Dolci e frutta Emilia-Romagna

Zuppa inglese scomposta, dalla tradizione alla trasgressione

Un dolce al cucchiaio corposo, cremoso e facile da realizzare, perfetto per concludere in bellezza i propri pasti.

Zuppa inglese scomposta, la ricetta semplice
Zuppa inglese scomposta (Foto © Luca Lundari).

La «Zuppa Inglese» è un dolce tipico dell’Emilia-Romagna, poi diffuso in tutta Italia, dalle origini storiche e dall’etimologia molto dubbie.

Pellegrino Artusi, nel celeberrimo ricettario La scienza in cucina e l’arte di mangiar bene del 1891, la inserisce senza indugi nelle pietanze tipiche della sua regione; tuttavia, le leggende sulla presunta origine inglese o francese del dolce si sprecano, e le testimonianze sono incerte a riguardo.

La ricetta classica della Zuppa Inglese prevede una stratificazione alternata di pan di spagna imbevuto di Alchermes, crema pasticcera, cioccolato e panna montata o meringa all’italiana. In questa versione che proponiamo, ugualmente ricca e gustosa, invece del pan di Spagna vengono utilizzati dei savoiardi per conferire una consistenza leggermente più soda; il cioccolato prende la forma di un budino morbido ma corposo e strutturato, mentre la crema pasticcera resta immutata. In cima, un’eterea meringa alla svizzera bruciata conferisce la finale nota di pura dolcezza.

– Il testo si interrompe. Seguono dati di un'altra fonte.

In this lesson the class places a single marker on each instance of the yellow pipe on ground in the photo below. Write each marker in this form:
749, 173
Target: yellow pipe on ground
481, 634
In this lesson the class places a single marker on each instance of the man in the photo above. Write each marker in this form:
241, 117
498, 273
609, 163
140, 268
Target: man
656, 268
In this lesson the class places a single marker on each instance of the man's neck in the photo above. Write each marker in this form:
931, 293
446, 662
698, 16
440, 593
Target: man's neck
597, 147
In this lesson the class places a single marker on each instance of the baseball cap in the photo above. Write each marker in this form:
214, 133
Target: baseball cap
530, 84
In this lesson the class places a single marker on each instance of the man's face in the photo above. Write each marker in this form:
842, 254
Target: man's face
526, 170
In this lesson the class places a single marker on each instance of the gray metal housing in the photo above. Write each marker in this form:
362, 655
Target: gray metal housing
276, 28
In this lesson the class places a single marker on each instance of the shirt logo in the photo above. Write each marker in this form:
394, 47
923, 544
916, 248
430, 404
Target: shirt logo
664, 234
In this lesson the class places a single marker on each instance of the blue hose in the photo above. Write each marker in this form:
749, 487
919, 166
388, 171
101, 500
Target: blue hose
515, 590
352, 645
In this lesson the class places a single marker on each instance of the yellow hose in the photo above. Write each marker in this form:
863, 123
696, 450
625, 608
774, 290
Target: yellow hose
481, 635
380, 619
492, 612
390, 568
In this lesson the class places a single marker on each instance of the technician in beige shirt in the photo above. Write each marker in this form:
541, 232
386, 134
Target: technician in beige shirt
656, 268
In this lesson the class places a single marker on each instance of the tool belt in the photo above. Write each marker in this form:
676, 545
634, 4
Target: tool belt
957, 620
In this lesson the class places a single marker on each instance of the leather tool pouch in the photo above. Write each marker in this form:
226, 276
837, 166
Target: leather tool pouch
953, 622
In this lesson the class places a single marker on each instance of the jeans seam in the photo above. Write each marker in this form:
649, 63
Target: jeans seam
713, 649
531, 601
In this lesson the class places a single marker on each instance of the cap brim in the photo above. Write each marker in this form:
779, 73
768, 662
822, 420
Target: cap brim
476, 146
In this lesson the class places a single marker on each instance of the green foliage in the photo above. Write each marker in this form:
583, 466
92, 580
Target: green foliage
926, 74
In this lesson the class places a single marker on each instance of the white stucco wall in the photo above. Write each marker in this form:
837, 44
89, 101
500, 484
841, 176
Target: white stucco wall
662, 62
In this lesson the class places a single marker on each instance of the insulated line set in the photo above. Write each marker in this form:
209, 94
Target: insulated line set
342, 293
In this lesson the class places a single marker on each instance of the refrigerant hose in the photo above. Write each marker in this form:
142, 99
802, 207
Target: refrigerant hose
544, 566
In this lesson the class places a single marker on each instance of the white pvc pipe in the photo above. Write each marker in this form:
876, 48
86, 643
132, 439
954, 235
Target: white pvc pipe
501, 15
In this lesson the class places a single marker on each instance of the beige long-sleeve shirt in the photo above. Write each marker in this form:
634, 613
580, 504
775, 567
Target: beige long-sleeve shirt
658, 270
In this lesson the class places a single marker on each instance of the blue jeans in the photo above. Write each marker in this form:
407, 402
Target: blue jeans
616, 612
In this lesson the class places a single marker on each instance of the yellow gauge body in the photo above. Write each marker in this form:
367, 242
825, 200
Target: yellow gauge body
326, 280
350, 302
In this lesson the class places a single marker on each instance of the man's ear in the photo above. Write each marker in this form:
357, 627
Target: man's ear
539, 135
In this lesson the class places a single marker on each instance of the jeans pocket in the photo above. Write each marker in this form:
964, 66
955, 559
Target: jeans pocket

Semplice e soddisfacente, questo dessert è ottimo per terminare un pasto in modo deciso e avvolgente.

 
Dosi:
8 persone
Difficoltà:
Facile
Costo:
Medio
Tempo:

80 minuti

Tempo Cottura:
 
 
Forno:
Dosi:
8 persone
Difficoltà:
Facile
Costo:
Medio
Tempo:

80 minuti

Tempo Cottura:
Forno:

Crema pasticcera

  • 250 grammi latte
  • 50 grammi tuorlo
  • 50 grammi zucchero
  • 1 grammi vaniglia
  • 7 grammi farina

Budino al cioccolato

  • 250 grammi cioccolato fondente
  • 100 grammi panna
  • 5 grammi colla di pesce

Meringa alla svizzera

  • 100 grammi albume
  • 100 grammi zucchero

Biscotto inzuppato

  • 100 grammi savoiardi
  • 50 grammi Alchermes

Crema pasticcera

  1. Separare i tuorli dagli albumi. Amalgamare i tuorli con lo zucchero, la farina e la polpa di un baccello di vaniglia ben pulito. Scaldare leggermente il latte in un pentolino con il baccello di vaniglia e filtrarlo. Trasferire il composto nel pentolino con il latte e portare il tutto a bollore sbattendo vigorosamente con una frusta finché il composto non raggiunge una buona densità
  2. Trasferire la crema in un contenitore freddo e mescolare fino al raffreddamento.

Budino al cioccolato

  1. Ammollare la colla di pesce in poca acqua fredda. Tagliare grossolanamente a pezzi il cioccolato e inserirlo in una boule di metallo. Scioglierlo lentamente a bagnomaria. Aggiungervi la panna (possibilmente tiepida o calda) e mescolare fino a che il composto non sia ben omogeneo e leggermente morbido; se troppo denso, aggiungere eventualmente altra panna o del latte.
  2. Scolare e strizzare bene la colla di pesce, aggiungerla al budino e amalgamare bene. Versare il budino nel fondo delle coppette prescelte.

Meringa alla svizzera

Sbattere leggermente gli albumi con lo zucchero in una boule. Scaldare il composto a bagnomaria o a microonde fino a fargli raggiungere i 70° circa, sbattendo frequentemente. Una volta raggiunta la temperatura di pastorizzazione, far montare il composto con una frusta fino alla consistenza densa e strutturata della meringa (non a neve).

Biscotto inzuppato

Versare l’Alchermes in una piccola ciotola. Bagnare velocemente i savoiardi da entrambi i lati, senza inzupparli eccessivamente.

Composizione

  1. Disporre un paio di savoiardi bagnati sul budino, ricoprirli con uno strato di crema pasticcera e provi sopra un’abbondante cucchiaiata di meringa; per recipienti più capienti è possibile ripetere la composizione alternata a piacimento
  2. Lasciar riposare il dolce in frigorifero (non è necessario tanto tempo, ma un paio d’ore sarebbero ottimali).
Zuppa inglese scomposta, dolce al cucchiaio
Zuppa inglese scomposta, dolce al cucchiaio facile da realizzare (Foto © Luca Lundari). 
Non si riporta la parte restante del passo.